2. The automatic voltage internal resistance detector according to claim 1, wherein: the first conveying mechanism comprises a first conveyor belt and a first baffle plate arranged outside the first conveyor belt; the second conveying mechanism comprises a second conveying belt and a second baffle plate arranged outside the second conveying belt.

3. An automatic voltage internal resistance detector according to claim 1 or 2, characterized in that: the first conveying mechanism and the second conveying mechanism are both provided with lifting modules; the lifting module comprises a second power source and a supporting plate connected with the output end of the second power source.

4. A voltage internal resistance automatic detector according to claim 3, characterized in that: and a sensor is arranged on the lifting track side of the supporting plate.

5. The automatic voltage internal resistance detector according to claim 1, wherein: the cell correction mechanism further comprises a correction bracket base; the correction support is hinged to the correction support base, and the first driving source drives the correction support to swing on the correction support base.

6. The automatic voltage internal resistance detector according to claim 1, wherein: the detection mechanism further comprises a third driving source and a mounting plate connected with the output end of the third driving source; the detection probe is arranged on the mounting plate; the third driving source drives the detection probe to move towards the electric core seat.

7. The automatic voltage internal resistance detector according to claim 1, wherein: the screening mechanism is arranged beside the downstream side of the detection mechanism; the screening mechanism comprises a chute which is obliquely arranged and a recovery box which is connected with the chute.

8. The automatic voltage internal resistance detector according to claim 7, wherein: a material supplementing mechanism is arranged between the second conveying mechanism and the screening mechanism; the feeding mechanism comprises a linear module and a feeding bin arranged on the linear module; the transfer mechanism is provided with a second sucker group; the second sucker group moves back and forth between the material supplementing bin and the second conveying mechanism.

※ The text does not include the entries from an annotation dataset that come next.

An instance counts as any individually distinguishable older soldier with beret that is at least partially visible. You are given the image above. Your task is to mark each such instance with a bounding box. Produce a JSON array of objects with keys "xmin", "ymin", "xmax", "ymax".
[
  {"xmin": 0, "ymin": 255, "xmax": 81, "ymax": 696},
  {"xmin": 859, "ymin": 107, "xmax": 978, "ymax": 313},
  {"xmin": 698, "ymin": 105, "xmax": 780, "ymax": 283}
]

9. The automatic voltage internal resistance detector according to claim 8, wherein: the first sucker group is arranged on a first bracket, the first bracket is connected with a first belt, and the first servo motor drives the first belt; the second sucking disc group sets up at the second support, second support connection second belt, second servo motor drive second belt.

10. The automatic voltage internal resistance detector according to claim 1, wherein: the device also comprises a case and a protective cover arranged on the case; the first conveying mechanism extends out of the left side of the protective cover, and the second conveying mechanism extends out of the right side of the protective cover.